Question and Answer

Is Sanctification a Part of the Gospel?


I had a discussion recently concerning sanctification. From that discussion came this question: Is sanctification a part of the gospel, and why? I won't tell you what my take was for fear of bias.



You perhaps know that one of the debates the Reformers had with the Roman Catholic Church, perhaps the debate after the authority of Scripture, was on the nature of the gospel. How is a person made right with God? The Catholic Church thought that the teaching of the Reformers that a sinner is justified, declared righteous in Jesus Christ alone by faith alone through grace alone, would lead to ungodliness! That is frequently how an emphasis on free and sovereign grace is seen. The fear is that if we come to Christ and have our sins removed by their being laid to Christ's account and we receive Christ's perfect righteousness accounted as our own righteousness (usually called "double imputation" or "Christ's active and passive obedience"), people will have no "incentive" to godly living. That charge has never disappeared either!

The solution the Catholic Church offered was to mix justification with sanctification, to merge the two parts of God's working. But, of course, we being sinful creatures ended up with a works-righteousness mixture, Christ saving us so that we might save ourselves. The Reformers, looking at Scripture, knew that this could never be. Paul wrote to the Galatians "yet we know that a person is not justified by the works of the law but through faith in Jesus Christ, so we also have believed in Christ Jesus, in order to be justified by faith in Christ and not by works of the law, because by works of the law no one will be justified" (2:16). Here Paul protects us from the confusion or melding of justification and sanctification.

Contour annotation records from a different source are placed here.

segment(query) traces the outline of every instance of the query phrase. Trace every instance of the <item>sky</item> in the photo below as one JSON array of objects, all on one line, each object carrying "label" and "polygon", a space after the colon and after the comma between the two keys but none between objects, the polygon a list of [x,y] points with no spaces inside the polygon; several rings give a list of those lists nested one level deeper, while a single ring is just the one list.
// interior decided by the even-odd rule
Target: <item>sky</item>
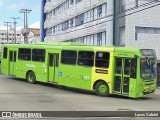
[{"label": "sky", "polygon": [[[11,22],[13,27],[13,19],[11,17],[20,17],[24,19],[24,14],[19,13],[21,9],[31,9],[28,14],[28,25],[30,28],[40,28],[40,7],[41,0],[0,0],[0,30],[6,30],[4,21]],[[17,30],[23,28],[24,23],[21,19],[17,20]]]}]

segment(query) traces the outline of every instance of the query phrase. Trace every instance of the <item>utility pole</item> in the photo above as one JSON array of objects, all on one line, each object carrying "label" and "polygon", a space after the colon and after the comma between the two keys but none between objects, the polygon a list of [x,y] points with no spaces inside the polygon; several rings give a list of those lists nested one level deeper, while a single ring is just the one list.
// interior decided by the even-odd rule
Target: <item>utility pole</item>
[{"label": "utility pole", "polygon": [[5,23],[5,25],[7,26],[7,44],[8,44],[8,41],[9,41],[9,39],[8,39],[8,26],[10,26],[9,24],[11,23],[11,22],[4,22]]},{"label": "utility pole", "polygon": [[17,22],[16,22],[16,19],[19,19],[19,17],[18,18],[15,18],[15,17],[11,17],[12,19],[14,19],[14,44],[16,44],[17,43],[17,41],[16,41],[16,24],[17,24]]},{"label": "utility pole", "polygon": [[30,13],[32,10],[29,9],[21,9],[20,13],[24,13],[24,28],[22,29],[22,34],[24,36],[24,43],[28,44],[28,34],[30,29],[28,28],[28,18],[27,14]]}]

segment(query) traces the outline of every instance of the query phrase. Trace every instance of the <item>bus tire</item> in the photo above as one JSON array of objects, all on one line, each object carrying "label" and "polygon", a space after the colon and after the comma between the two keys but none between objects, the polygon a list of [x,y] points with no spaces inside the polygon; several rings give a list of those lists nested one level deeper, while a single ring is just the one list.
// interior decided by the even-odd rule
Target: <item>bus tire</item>
[{"label": "bus tire", "polygon": [[109,87],[105,82],[100,81],[95,86],[95,92],[98,96],[109,96]]},{"label": "bus tire", "polygon": [[36,76],[34,72],[30,71],[27,73],[27,82],[32,83],[32,84],[36,83]]}]

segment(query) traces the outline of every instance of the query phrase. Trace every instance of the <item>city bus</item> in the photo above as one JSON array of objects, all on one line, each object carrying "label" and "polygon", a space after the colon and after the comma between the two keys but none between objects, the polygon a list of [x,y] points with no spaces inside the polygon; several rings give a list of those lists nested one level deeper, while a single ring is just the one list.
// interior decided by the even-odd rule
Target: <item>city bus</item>
[{"label": "city bus", "polygon": [[153,49],[86,46],[81,43],[4,44],[5,75],[59,86],[141,98],[155,93],[157,59]]}]

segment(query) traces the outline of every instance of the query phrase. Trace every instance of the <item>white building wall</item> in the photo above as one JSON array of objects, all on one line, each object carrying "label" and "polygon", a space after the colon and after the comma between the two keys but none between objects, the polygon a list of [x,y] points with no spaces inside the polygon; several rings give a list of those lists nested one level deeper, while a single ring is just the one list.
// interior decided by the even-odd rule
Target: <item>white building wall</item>
[{"label": "white building wall", "polygon": [[[65,2],[66,0],[51,0],[51,3],[46,3],[45,9],[46,13],[51,12],[54,8]],[[96,8],[99,5],[102,5],[102,15],[101,17],[97,16],[97,8],[94,9],[94,14],[91,12],[84,14],[84,22],[87,22],[83,25],[79,25],[76,27],[70,27],[66,30],[60,30],[58,31],[59,27],[55,28],[55,34],[49,34],[47,37],[45,37],[45,41],[47,42],[53,42],[53,41],[66,41],[71,39],[76,39],[79,37],[94,35],[99,32],[106,31],[106,0],[82,0],[77,4],[70,5],[69,8],[66,10],[61,11],[59,14],[52,15],[49,17],[49,19],[46,19],[45,21],[45,29],[52,28],[53,26],[56,26],[62,22],[65,22],[66,20],[70,20],[73,18],[73,23],[75,25],[75,17],[77,15],[80,15],[81,13],[85,13],[89,11],[90,9]],[[91,17],[92,16],[92,17]],[[98,18],[97,20],[89,22],[91,19]],[[96,39],[92,39],[93,37],[90,37],[91,44],[95,44]],[[95,38],[95,37],[94,37]],[[93,41],[94,40],[94,41]],[[88,43],[86,43],[88,44]]]},{"label": "white building wall", "polygon": [[[8,31],[8,43],[14,43],[14,31]],[[24,43],[24,37],[21,31],[16,31],[16,43]],[[0,30],[0,44],[7,44],[7,30]]]},{"label": "white building wall", "polygon": [[[131,2],[132,0],[127,0],[127,2]],[[144,4],[143,2],[139,4]],[[155,3],[156,4],[156,3]],[[152,4],[154,5],[154,4]],[[146,6],[149,7],[149,6]],[[143,7],[144,8],[144,7]],[[137,10],[140,10],[139,8]],[[136,11],[136,10],[135,10]],[[132,11],[133,12],[133,11]],[[160,32],[154,33],[154,28],[160,29],[160,6],[156,6],[141,12],[137,12],[133,15],[126,17],[126,25],[125,25],[125,46],[131,47],[141,47],[141,48],[151,48],[156,50],[156,54],[158,59],[160,59]],[[146,27],[148,28],[148,32],[137,33],[137,39],[135,34],[135,27]],[[150,30],[150,32],[149,32]]]}]

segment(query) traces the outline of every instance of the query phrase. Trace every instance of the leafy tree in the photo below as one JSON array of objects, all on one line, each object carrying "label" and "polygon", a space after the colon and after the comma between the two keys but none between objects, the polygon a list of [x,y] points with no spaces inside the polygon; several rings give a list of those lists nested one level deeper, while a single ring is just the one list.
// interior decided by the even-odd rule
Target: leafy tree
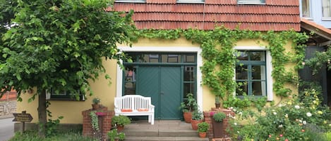
[{"label": "leafy tree", "polygon": [[[37,88],[29,101],[38,95],[40,136],[44,136],[47,89],[76,98],[79,93],[92,95],[88,80],[105,72],[102,58],[127,59],[116,44],[132,39],[133,12],[112,8],[109,0],[19,0],[6,11],[15,15],[7,25],[15,24],[1,34],[0,85],[5,90],[15,88],[18,101],[22,93]],[[6,11],[1,15],[13,17]]]}]

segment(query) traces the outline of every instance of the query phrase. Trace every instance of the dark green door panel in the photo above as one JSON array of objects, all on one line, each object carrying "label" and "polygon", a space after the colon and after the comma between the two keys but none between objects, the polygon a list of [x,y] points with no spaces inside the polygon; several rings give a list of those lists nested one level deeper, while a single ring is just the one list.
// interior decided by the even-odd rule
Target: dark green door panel
[{"label": "dark green door panel", "polygon": [[140,66],[138,73],[137,94],[151,97],[155,106],[155,119],[179,119],[181,67]]},{"label": "dark green door panel", "polygon": [[164,119],[179,119],[178,107],[181,102],[181,67],[161,67],[160,117]]},{"label": "dark green door panel", "polygon": [[159,69],[158,67],[140,67],[137,80],[137,94],[151,98],[152,105],[155,106],[155,119],[160,115]]}]

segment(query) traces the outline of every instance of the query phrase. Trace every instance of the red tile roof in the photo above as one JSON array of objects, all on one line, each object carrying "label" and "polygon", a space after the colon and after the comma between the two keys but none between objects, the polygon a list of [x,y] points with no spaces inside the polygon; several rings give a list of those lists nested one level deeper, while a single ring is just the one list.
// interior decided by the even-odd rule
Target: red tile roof
[{"label": "red tile roof", "polygon": [[205,4],[146,0],[115,3],[114,8],[133,10],[133,19],[139,29],[212,29],[215,25],[224,25],[255,31],[300,31],[299,6],[298,0],[265,0],[265,5],[238,5],[236,0],[205,0]]}]

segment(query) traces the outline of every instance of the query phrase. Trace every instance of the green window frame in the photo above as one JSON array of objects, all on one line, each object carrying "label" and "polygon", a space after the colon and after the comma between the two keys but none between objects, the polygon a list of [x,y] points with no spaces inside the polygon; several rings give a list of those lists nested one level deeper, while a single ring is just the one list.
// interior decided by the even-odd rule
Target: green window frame
[{"label": "green window frame", "polygon": [[237,0],[238,4],[265,4],[265,0]]},{"label": "green window frame", "polygon": [[[67,90],[55,90],[52,88],[47,91],[47,99],[50,100],[63,100],[63,101],[85,101],[84,95],[78,90],[78,98],[70,93]],[[48,97],[48,98],[47,98]]]},{"label": "green window frame", "polygon": [[265,51],[238,51],[236,65],[236,95],[267,96]]},{"label": "green window frame", "polygon": [[323,18],[331,18],[331,0],[322,1],[322,16]]}]

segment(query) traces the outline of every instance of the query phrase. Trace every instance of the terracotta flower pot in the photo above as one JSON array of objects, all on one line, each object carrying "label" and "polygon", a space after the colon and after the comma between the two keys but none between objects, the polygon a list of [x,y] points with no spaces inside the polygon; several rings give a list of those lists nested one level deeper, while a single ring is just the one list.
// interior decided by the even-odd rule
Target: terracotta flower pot
[{"label": "terracotta flower pot", "polygon": [[92,109],[97,110],[100,107],[100,105],[99,104],[92,104]]},{"label": "terracotta flower pot", "polygon": [[216,122],[214,119],[212,118],[212,131],[214,133],[215,138],[224,137],[225,136],[225,130],[223,125],[223,122]]},{"label": "terracotta flower pot", "polygon": [[203,122],[203,120],[193,120],[192,119],[191,121],[191,124],[192,126],[192,129],[194,130],[198,130],[198,124],[199,123],[202,123]]},{"label": "terracotta flower pot", "polygon": [[199,132],[199,137],[201,138],[205,138],[207,135],[206,132]]},{"label": "terracotta flower pot", "polygon": [[183,112],[184,121],[186,123],[190,123],[192,119],[192,112]]}]

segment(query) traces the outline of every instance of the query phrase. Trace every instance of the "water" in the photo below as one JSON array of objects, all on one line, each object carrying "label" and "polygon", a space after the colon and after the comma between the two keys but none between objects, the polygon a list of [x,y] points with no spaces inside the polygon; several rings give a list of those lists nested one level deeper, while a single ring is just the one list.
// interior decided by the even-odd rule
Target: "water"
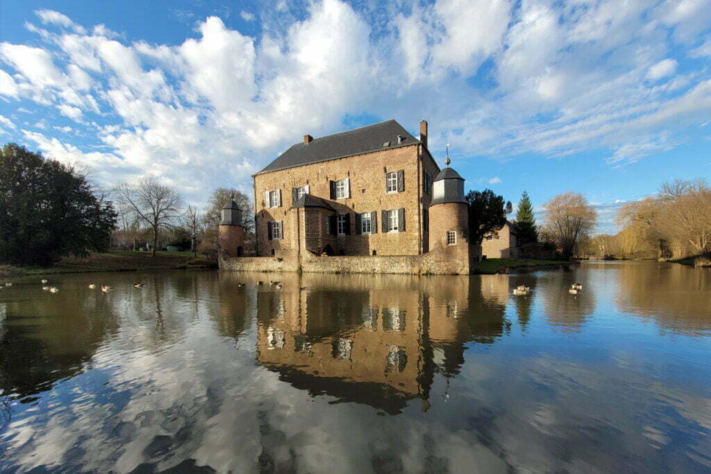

The Westminster Shorter Catechism is so helpful in this too:

Question 33: "What is justification?"

Answer: "Justification is an act of God's free grace, wherein he pardoneth all our sins, and accepteth us as righteous in his sight, only for the righteousness of Christ imputed to us, and received by faith alone."

The sinner is established in Christ complete and without offering to God any of his own righteousness or obedience. If any of our efforts infiltrate our "gospel" it is the proverbial drop of poison in the cup, one drop of my efforts at self-salvation poisons the whole. So the Westminster divines were carefully to make this justification an act of God's grace, a decisive, complete act, sovereignly performed by a merciful God based on the merits and death of the Son of God alone.

But the Catechism also clearly defined sanctification:

Question 35: "What is sanctification?"

Answer: "Sanctification is the work of God's free grace, whereby we are renewed in the whole man after the image of God, and are enabled more and more to die unto sin, and live unto righteousness."

From an act to a work, from a declaration about a person to a work within a person, a work of renewal and transformation, is the distinction which the divines clearly saw.

What we can say, putting these together, is that the person who is truly justified through faith in Jesus Christ will also be sanctified by the power of the Holy Spirit. This is the way Paul expressed it in Galatians 2:20. "I have been crucified with Christ. It is no longer I who live, but Christ who lives in me. And the life I now live in the flesh I live by faith in the Son of God, who loved me and gave himself for me." Paul will go on in Galatians to show that the person who is not justified through faith in Christ Jesus will display the deeds of the flesh rather than the fruit of the Spirit (chapter 5). This is because the new birth is truly from above (John 3), a supernatural act of God's power making a spiritually dead sinner to live unto God, as Paul so powerfully sets out in Ephesians 2:1-10. Sanctification, the internal renewal and change of the sinner by the power of God, will and must take place; however, it is a fruit of the gospel rather than the gospel itself.

If we do not keep these things clear, we will drift into the confusion of the Roman Catholic Church. The gospel calls us to repent of our sins and to flee to the Son of God for both deliverance from the guilt and penalty and for new power against sin's mastery; however, we bring nothing to the transaction save a brokenness over sin's offense to God and "an apprehension of the mercy of God in Christ" (Shorter Catechism Q. 87), but it is all ours, not because we have been made holy (the infused righteousness of Rome's version) but because the receiving and resting upon Christ alone for salvation, as he is offered to us in the gospel (Shorter Catechism Q. 86), means empty hands receiving forgiveness and righteousness by faith alone.